"Avec tes mains", d'Ahmed Kalouaz
Quinze ans après la mort de son père, Ahmed Kalouaz parvient à écrire Avec tes mains, «ces pages maintes fois repoussées».
Avec sobriété et dignité, sans colère et même avec une certaine tendresse, l'auteur instaure enfin ce dialogue qui jamais ne put avoir lieu. Entremêlant le je et le tu, interpelant son père sans complaisance , parlant en son nom, lui trouvant, sinon des excuses, du moins des raisons expliquant son «manque d'amour» , il instruit un procès à charge et à décharge, cherchant à lui rendre justice, en toute impartialité, mais aussi à combler «cette carence affective mutuelle».
Dans ce beau roman autobiographique, Ahmed Kalouaz tente tout d'abord de retracer l'enfance et la jeunesse de ce père avant qu'il ne s'installe définitivement en France avec sa famille, quelques mois après sa naissance en 1952.
A l'aide de vieilles cartes postales jaunies et «des bribes des paroles retenues, entendues dans des conversations près d'une table d'adultes bavards», il «invente des lambeaux de vie pour peupler les blancs, les vides (...) que personne n'a su lui raconter en détail».
Emerge alors la silhouette d'un «enfant de la famine» «en manque d'amour et de lait», dur au mal et corvéable à merci qui jamais ne connaîtra l'école et devra se battre chaque jour pour «survivre» «en ce pays» où «la fatalité effaçait les gens», où «être vivant relevait déjà de l'offrande».
Avec pour seul «viatique», «l'acte d'existence» délivré à quinze ans par l'agent du recensement qui lui «offrit une date de naissance», ce solitaire s'engage dans l'armée «à l'époque où l'on confondait tous les tirailleurs», pour y trouver un «semblant de fraternité» et une solde inférieure à celle des Européens, mais lui permettant de manger à sa faim . Et pour la «drôle de guerre» qu'il ménera avec courage, il ne recevra pas la moindre reconnaissance...
Ce passé éclaire sous un autre angle cet «homme aux manières abruptes» qui regarda grandir ses douze enfants «avec si peu d'affection», cet «étranger» taciturne et colérique, «ni joyeux ni mélancolique» qui ne sut jamais lire ni même manier correctement «la langue de France» . Un homme au «langage mutilé» qui, toute sa vie, n'eut que «son corps pour s'exprimer».
«Tissant ses souvenirs flous», Ahmed Kalouaz s'attache également à reconstruire avec honnêteté «le chemin d'homme» de son père.
C'est l'histoire «falsifiée» d'un homme à qui on «invente un état-civil n'ayant cours nulle part» : «Français musulman», deux mots qui rendent doublement étranger.
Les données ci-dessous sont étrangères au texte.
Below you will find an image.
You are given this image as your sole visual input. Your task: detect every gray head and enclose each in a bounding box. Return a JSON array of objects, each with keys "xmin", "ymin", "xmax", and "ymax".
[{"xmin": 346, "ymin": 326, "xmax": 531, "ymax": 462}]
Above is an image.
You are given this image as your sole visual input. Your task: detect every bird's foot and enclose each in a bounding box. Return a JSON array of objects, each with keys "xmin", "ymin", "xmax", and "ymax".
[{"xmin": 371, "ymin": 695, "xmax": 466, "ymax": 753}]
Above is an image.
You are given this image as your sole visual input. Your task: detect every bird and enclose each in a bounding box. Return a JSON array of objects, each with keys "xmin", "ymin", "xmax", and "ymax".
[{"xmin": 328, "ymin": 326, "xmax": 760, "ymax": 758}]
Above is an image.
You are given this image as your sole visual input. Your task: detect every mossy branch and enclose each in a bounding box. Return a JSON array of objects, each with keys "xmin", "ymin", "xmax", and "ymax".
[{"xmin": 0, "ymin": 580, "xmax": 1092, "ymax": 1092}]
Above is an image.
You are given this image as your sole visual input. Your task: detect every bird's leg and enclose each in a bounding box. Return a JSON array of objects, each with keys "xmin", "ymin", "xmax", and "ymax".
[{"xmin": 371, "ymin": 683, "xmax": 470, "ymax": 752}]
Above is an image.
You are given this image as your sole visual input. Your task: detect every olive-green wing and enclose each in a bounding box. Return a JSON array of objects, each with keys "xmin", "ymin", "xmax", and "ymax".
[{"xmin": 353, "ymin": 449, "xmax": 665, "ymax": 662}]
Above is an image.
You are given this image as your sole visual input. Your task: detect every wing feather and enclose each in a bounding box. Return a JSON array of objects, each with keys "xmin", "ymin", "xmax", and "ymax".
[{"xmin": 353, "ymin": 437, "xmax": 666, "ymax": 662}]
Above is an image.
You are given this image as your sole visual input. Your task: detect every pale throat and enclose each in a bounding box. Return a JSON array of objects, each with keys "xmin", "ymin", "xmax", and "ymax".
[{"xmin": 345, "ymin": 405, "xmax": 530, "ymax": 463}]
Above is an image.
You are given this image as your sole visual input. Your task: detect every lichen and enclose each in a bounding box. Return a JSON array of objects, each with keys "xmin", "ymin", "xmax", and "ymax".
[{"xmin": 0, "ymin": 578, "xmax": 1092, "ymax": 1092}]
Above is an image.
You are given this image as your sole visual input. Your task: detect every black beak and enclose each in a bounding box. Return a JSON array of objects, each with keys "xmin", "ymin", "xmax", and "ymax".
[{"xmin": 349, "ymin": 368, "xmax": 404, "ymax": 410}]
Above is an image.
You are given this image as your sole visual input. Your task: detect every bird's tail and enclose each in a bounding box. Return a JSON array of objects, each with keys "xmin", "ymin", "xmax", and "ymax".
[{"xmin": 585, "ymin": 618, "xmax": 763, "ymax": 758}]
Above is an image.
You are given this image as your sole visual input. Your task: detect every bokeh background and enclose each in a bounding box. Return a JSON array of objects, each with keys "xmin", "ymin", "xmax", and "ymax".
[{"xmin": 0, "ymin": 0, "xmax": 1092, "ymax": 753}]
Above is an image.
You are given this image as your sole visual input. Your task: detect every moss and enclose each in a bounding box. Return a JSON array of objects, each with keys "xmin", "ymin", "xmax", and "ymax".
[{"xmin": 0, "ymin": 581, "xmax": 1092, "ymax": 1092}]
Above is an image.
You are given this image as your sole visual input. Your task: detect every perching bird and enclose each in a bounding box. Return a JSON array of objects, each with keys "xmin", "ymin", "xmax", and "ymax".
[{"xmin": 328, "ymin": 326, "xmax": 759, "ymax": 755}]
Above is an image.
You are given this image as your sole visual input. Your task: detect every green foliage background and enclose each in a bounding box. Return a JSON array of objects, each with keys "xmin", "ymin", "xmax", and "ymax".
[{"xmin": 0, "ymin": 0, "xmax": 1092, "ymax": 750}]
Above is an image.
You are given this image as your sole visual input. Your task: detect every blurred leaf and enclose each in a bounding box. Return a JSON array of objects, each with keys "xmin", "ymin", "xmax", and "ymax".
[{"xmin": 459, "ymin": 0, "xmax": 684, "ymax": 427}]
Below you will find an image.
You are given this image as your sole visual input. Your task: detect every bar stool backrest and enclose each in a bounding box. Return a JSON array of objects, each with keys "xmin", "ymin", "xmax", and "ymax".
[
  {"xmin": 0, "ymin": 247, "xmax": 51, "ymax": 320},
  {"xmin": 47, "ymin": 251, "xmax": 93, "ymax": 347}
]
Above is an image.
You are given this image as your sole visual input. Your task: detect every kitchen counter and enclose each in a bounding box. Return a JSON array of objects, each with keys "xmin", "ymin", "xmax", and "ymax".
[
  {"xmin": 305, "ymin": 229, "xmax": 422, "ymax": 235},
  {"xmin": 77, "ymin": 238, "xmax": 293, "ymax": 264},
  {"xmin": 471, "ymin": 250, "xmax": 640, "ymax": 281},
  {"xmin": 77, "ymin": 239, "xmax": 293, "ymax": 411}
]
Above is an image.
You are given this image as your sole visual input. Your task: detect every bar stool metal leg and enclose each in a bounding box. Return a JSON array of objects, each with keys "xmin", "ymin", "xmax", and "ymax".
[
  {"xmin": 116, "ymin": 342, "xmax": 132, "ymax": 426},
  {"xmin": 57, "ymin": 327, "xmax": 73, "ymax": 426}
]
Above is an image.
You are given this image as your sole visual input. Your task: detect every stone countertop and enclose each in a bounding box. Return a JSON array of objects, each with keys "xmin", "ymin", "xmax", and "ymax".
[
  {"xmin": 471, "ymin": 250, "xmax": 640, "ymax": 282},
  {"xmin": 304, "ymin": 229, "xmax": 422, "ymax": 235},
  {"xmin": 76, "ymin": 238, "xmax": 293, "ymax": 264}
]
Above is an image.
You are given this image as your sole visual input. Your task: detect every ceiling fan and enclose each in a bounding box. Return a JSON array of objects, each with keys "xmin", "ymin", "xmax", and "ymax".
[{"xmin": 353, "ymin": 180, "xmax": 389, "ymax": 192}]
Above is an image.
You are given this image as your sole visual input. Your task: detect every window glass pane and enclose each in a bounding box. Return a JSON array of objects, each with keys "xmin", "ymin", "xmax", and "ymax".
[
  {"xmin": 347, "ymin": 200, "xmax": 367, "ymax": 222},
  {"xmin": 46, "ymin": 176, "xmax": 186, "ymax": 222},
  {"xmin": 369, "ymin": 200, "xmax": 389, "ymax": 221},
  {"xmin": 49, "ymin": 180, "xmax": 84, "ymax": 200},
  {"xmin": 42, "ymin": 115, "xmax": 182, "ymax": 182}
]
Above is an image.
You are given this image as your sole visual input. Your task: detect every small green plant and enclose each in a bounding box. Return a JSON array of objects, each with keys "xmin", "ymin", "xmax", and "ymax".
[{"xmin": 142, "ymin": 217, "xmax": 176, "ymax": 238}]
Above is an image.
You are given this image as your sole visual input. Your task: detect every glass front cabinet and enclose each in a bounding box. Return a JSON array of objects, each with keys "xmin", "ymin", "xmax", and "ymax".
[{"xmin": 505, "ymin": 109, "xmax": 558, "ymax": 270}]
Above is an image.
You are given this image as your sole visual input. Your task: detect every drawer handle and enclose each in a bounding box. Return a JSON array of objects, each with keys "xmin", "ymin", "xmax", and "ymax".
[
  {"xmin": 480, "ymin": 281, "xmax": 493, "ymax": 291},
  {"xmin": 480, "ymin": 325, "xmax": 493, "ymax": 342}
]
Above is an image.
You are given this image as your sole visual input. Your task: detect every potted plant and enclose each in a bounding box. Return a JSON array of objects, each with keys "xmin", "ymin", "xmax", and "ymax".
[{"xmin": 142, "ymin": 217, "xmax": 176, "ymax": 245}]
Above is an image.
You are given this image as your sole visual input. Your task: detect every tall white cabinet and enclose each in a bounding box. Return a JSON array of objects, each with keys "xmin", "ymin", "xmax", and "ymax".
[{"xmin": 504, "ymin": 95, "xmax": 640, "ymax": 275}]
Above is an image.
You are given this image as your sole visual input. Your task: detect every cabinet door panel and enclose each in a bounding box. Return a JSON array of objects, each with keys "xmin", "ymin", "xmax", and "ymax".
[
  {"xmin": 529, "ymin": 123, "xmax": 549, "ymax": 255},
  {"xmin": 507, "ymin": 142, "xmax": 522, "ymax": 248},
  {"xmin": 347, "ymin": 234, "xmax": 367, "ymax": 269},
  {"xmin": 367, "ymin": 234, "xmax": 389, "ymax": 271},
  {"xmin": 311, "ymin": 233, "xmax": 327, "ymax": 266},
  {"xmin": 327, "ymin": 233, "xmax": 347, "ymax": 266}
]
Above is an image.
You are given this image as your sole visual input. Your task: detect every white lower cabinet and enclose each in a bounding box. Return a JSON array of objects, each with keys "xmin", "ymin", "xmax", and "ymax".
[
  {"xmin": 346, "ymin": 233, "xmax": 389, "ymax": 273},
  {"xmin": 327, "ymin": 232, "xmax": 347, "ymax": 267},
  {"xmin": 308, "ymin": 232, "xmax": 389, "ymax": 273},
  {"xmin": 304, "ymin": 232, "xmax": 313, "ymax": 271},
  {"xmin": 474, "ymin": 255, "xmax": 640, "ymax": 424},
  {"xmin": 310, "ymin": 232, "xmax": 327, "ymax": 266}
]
Et de raconter l'impossible assimilation de ce père qui use toutes les forces de son corps pour nourrir sa nombreuse famille , ce «trimardeur» qui accepte un «travail d'Arabe», c'est à dire les conditions les plus dures pour un salaire dérisoire, le mépris aggravé du racisme exacerbé par la guerre d'Algérie, en rêvant d'un retour glorieux au pays.
Et, à travers ce portrait d'Abd el-Kader, c'est tout un pan douloureux de l'Histoire coloniale et postcoloniale de l'Algérie et de la France qui est évoqué, le livre d'Ahmed Kalouaz ayant le mérite de redonner un visage, une identité, à toute cette génération anonyme d'«indigènes» miséreux, de soldats sacrifiés et de travailleurs de force exploités .
C'est aussi la triste histoire d'un père dont les seuls mots furent «le langage des mains» qu'il «pratiqua jusqu'à l'épuisement», un père dont les doigts ne tinrent jamais un seul livre, étranger à ses propres enfants qui ne «devisent» pas dans «la même langue». Un père qui, avec ses mains, permit néanmoins à l'auteur de vivre et de devenir libre.
Avec tes mains, Ahmed Kalouaz, Les éditions du Rouergue, Février 2009
Ahmed Kalouaz a publié une vingtaine de livres, nouvelles, romans , théâtre et livres pour la jeunesse.
Il vit dans le Gard et intervient dans de nombreuses lectures publiques, en atelier d'écriture ou de paroles notamment en prison.